Meta-analytical methods for the cumulation and examination of research
studies can thus provide an alternative, and in many ways preferable,
approach to evaluate a research literature. Meta-analysis is a
statistically based approach for generating effect size estimates by
aggregating effect size information from all available sources. There are,
however, some unique difficulties posed by the literature on workbooks.
Vast differences exist between studies in overall design and quality of
methods and statistics used.
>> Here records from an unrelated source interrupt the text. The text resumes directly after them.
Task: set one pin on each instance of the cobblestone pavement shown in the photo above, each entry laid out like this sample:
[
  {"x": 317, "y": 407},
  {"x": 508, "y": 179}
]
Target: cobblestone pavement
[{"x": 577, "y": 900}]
There are, however, a relatively small
number of studies that contrast workbooks to a control condition (often a
delayed treatment condition).
All studies had to include the use of a workbook in conjunction with, or
solely as, therapy (with the explicit aim of producing positive change on
some outcome measure). Studies were also required to contain some outcome
measure of health, although, for the purposes of this chapter, we defined
health in the broadest possible terms. Such health outcomes could be in
the domain of either mental or physical health, or more general measures
of performance (e.g., student grades, cognitive performance). Studies also
had to contain statistical information necessary to calculate an effect size.
Following these criteria, 18 studies were included in this analysis.
Magnitude and significance of the overall mean weighted effect size was
computed for all outcomes and all studies. One effect size was computed
for each study by generating effect sizes for each outcome in the study, and
then averaging across all outcomes. These study effect sizes were then
cumulated across all studies (corrected for bias) for an overall effect
size of workbooks.
The overall effect size across all outcomes and all studies was d = .30 (r
= .15; 95% CI +0.21 / +0.39, p<.0001). There was considerable variability
in effect sizes between studies, ranging from -.22 to +1.16. Effect
size for workbooks alone was d = .36 (r = .15; 95% CI +0.22 / +0.50),
whereas the effect size for workbooks used in conjunction with other
treatment was d = .26 (r = .13; 95% CI +0.15 / +0.37). The difference
between these two effect sizes was not significant (Qb(1) = 1.27, p =
.26).
Overall effect size for mental health outcomes was d = .44 (r = .21, 95%
CI +0.29 / +0.59). Overal effect size of workbooks on physical health
outcomes was d = .25 (r = .12, 95 %CI +0.14 / +0.35). Unlike mental
health outcomes, the test for homogeneity of effect sizes was significant
(Qw(5) = 10.79, p = .05).
Results of this analysis suggest that workbooks may produce a medium
effect size in mental health and a somewhat lower effect size for physical
health (although there was great variability for such outcomes). This
analysis supports the use of workbooks as additions or as alternatives in
preventive and psychotherapeutic practices, making them tools for
secondary prevention. Furthermore, as long as they are external to traditional
psychotherapeutic practices, they are not yet part of the mental or
physical health mainstream. It behooves practitioners using them to
include informed consent and pre-post objective evaluation as standard
operating procedures in their preventive and clinical practices. Finally,
we explicitly encourage future research on the use of workbooks.